Als Detektor-DNA-Sequenzen können z. B. synthetisch zugängliche Polynucleotide, bevorzugt mit einer Länge zwischen 5 und 100, besonders bevorzugt zwischen 12 und 35 Nucleotiden, verwendet werden. Die Detektor- DNA-Sequenzen lassen sich dazu aus der bekannten Ausgangs-DNA-Sequenz direkt ableiten. Die einzelnen Detektor-DNA Sequenzen können sich dabei überlappen, so dass letztlich immer eine auftretende Fehlpaarung einem bestimmten Ort innerhalb der Ausgangs-DNA-Sequenz zugeordnet werden kann.As detector DNA sequences z. B. synthetically accessible polynucleotides, preferably with a length between 5 and 100, particularly preferably between 12 and 35 nucleotides, can be used. For this purpose, the detector DNA sequences can be derived directly from the known starting DNA sequence. The individual detector DNA sequences can overlap, so that ultimately a mismatch that occurs can always be assigned to a specific location within the starting DNA sequence.

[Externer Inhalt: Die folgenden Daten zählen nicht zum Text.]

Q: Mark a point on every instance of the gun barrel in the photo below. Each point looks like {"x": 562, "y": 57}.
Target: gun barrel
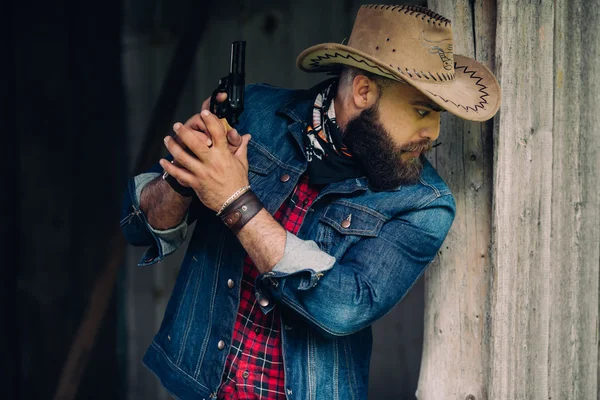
{"x": 238, "y": 57}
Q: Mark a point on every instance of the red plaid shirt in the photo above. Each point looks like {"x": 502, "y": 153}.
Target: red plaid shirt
{"x": 254, "y": 367}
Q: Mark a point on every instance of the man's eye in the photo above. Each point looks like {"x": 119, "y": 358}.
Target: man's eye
{"x": 423, "y": 113}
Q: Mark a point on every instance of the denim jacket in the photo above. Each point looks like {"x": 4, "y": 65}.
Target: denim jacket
{"x": 332, "y": 283}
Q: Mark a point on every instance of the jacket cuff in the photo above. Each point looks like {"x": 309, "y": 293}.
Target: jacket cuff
{"x": 302, "y": 258}
{"x": 166, "y": 241}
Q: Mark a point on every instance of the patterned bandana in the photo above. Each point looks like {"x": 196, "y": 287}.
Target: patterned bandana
{"x": 329, "y": 160}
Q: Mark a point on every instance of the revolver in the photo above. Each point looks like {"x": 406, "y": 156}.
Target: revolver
{"x": 233, "y": 84}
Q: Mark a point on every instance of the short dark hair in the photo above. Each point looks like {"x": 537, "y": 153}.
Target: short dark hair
{"x": 348, "y": 73}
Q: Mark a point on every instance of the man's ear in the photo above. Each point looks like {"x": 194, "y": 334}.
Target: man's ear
{"x": 364, "y": 92}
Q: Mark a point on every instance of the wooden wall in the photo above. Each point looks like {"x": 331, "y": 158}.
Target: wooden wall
{"x": 276, "y": 32}
{"x": 525, "y": 324}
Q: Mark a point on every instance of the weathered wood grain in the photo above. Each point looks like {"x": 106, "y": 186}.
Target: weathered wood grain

Die Fehlpaarungen können schließlich mit Fehlpaarung erkennenden Substanzen, wie z. B. mutS nachgewiesen werden. Die chemische Umwandlung nicht methylierter Cytosinbasen in DNA-Sequenzen erfolgt bevorzugt an Einzelsträngen, die z. B. durch Denaturierung von doppelsträngigen DNA-Proben im alkalischen gewonnen werden können. Die umgewandelte DNA kann dann, falls nötig, weiter aufgearbeitet, dass heißt abgetrennt, erneut denaturiert, neutralisiert, prezipitiert und entsalzt werden.The mismatches can finally be identified with mismatching substances, such as. B. mutS can be demonstrated. The chemical conversion of non-methylated cytosine bases in DNA sequences is preferably carried out on single strands which, for. B. can be obtained by denaturing double-stranded DNA samples in alkaline. The converted DNA can then, if necessary, be worked up further, ie separated, denatured, neutralized, precipitated and desalted.
Verfahren zur chemischen Umwandlung von Cytosin in Uracil sind z. B. beschrieben in „Bisulfite methylation analsis of Single DNA-Strand", Tech. Tips Online 1998 BioMednet; Kimberely D Tremblay, Deaprtment of Biology, University of Pennsylvania, Philadelphia, PA 19104 USA und in "Promoter methylation analysis on microdissected paraffin-embedeed tissues using bisulfite treatment and PCR-SSCP", Biotechniques 30: 66-72 (January 2001) S. 66-72. Dabei wird die umzuwandelnde methylierte Cytosinbasen enthaltende DNA in Wasser gelöst und anschließend durch Zugabe einer Natriumbisulfit-Hydroquinon-Lösung im alkalischen unter erhöhter Temperatur unter Lichtausschluss umgesetzt. Nach Abschluss der Umsetzung kann die erhaltene DNA chromatographisch gereinigt werden.Methods for the chemical conversion of cytosine to uracil are e.g. B. described in "Bisulfite methylation analsis of Single DNA-Strand", Tech. Tips Online 1998 BioMednet; Kimberely D Tremblay, Deaprtment of Biology, University of Pennsylvania, Philadelphia, PA 19104 USA and in "Promoter methylation analysis on microdissected paraffin-embedeed tissues using bisulfite treatment and PCR-SSCP ", Biotechniques 30: 66-72 (January 2001) pp. 66-72. The DNA to be converted containing methylated cytosine bases is dissolved in water and then in the alkaline solution by adding a sodium bisulfite hydroquinone solution elevated temperature with exclusion of light after the reaction is complete, the DNA obtained can be purified by chromatography.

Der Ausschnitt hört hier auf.